Si les États-Unis ont été les premiers à déclencher le processus de désinflation, ils le doivent non pas tant à de vagues résolutions de réduire leurs dépenses publiques mais au contrôle de la masse monétaire et de la croissance des salaires, ainsi qu'à la pression exercée sur leurs propres prix à l'importation par les hauts cours du dollar.
La France, de son côté, continua de contingenter le crédit, de préférence à l'emploi des méthodes traditionnelles en économie de marché. Ces dernières auraient pu consister à manipuler le coefficient des réserves obligatoires par lesquelles les banques sont obligées de déposer sans intérêt à la Banque centrale une fraction de leurs propres ressources en dépôts et à laisser le taux d'intérêt s'établir au niveau d'équilibre de l'offre et de la demande de crédit. Les entreprises jugées dignes d'encouragements de l'État ont été, en revanche, protégées contre une hausse excessive des taux d'intérêt par le système des prêts bonifiés.
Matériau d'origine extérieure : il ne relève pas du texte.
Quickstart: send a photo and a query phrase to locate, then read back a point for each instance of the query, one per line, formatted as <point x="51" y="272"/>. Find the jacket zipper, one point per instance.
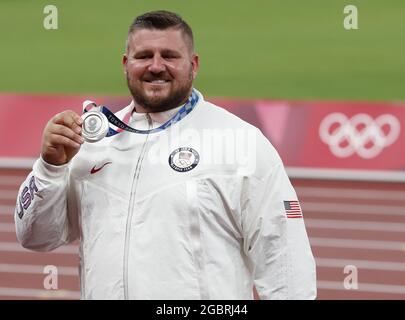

Un tel système d'esprit keynésien réduit le taux demandé en dessous du taux du marché et comble la différence par une subvention publique. Il traduit ici encore la distance entre l'intention de mettre fin aux stimulants artificiels de la demande et les faits. Les crédits bonifiés furent développés au point de représenter, en 1985, environ la moitié du total des crédits consentis à l'économie. Comme la distribution de ces crédits contribuait au coût de fonctionnement du système bancaire, il en résulta que les emprunteurs de droit commun qui n'avaient aucun accès aux prêts bonifiés voyaient reporter sur eux le coût des avantages consentis aux secteurs privilégiés (logement, agriculture) ou aux opérations encouragées par l'État.